Para acompanhar estas coisas, o CoinGecko tem gráficos de dominância sólidos. No TradingView, o indicador CRYPTOCAP:OTHERS.D é o meu favorito porque filtra o Bitcoin, Ethereum e as principais stablecoins para mostrar o que realmente está a acontecer com tokens de mid e small-cap. Quando o OTHERS.D começa a subir de forma agressiva, geralmente é o teu sinal de confirmação.
Em termos de estratégia, é preciso rotacionar com o ciclo. Quando o BTC.D está alto e a subir, dá prioridade ao Bitcoin. Quando atinge o pico e começa a recuar, muda gradualmente para Ethereum e Solana. Quando está claramente a cair e o OTHERS.D a subir, podes aumentar a exposição ao mercado mais amplo de altcoins. O segredo é não lutar contra o ciclo.
Também constrói um sistema de monitorização de risco. Quando tanto o BTC.D quanto a dominância de stablecoins sobem juntos, é modo pânico — mantém uma postura defensiva. Quando ambos caem, é sinal de que o capital está a voltar para ativos de risco.
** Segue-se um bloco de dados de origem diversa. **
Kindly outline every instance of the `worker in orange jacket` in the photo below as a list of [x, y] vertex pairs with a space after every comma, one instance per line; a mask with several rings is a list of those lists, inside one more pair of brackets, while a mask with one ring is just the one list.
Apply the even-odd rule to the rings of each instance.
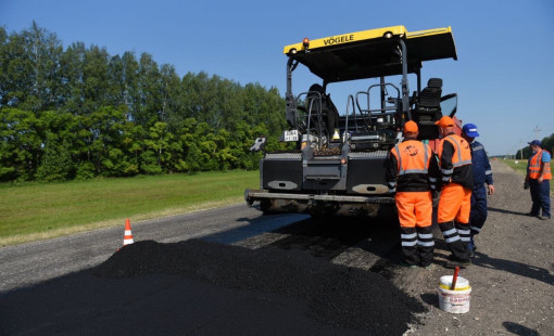
[[441, 171], [441, 196], [438, 222], [444, 241], [452, 251], [450, 267], [471, 263], [467, 244], [470, 241], [469, 212], [474, 172], [469, 143], [454, 133], [454, 120], [444, 116], [435, 122], [442, 137], [438, 155]]
[[[550, 168], [551, 155], [541, 147], [539, 140], [529, 142], [532, 154], [527, 163], [527, 176], [525, 183], [530, 186], [532, 207], [529, 216], [539, 219], [550, 219]], [[540, 214], [542, 209], [542, 215]]]
[[416, 122], [406, 121], [403, 135], [404, 141], [389, 153], [386, 179], [389, 190], [396, 192], [405, 264], [429, 268], [435, 250], [431, 192], [436, 191], [439, 167], [431, 147], [417, 141]]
Resumindo: a dominância de altcoins dá-te um mapa de onde o capital está realmente a fluir. Compreender este padrão ajudou-me a apanhar várias altseasons ao longo dos anos. A métrica não é perfeita, mas, combinada com análise de volume e sentimento de mercado, é uma das melhores ferramentas para identificar quando o mercado está a passar de força do Bitcoin para rallies mais amplos de altcoins. Fica atento a estes indicadores e vais detectar as transições muito mais cedo do que a maioria.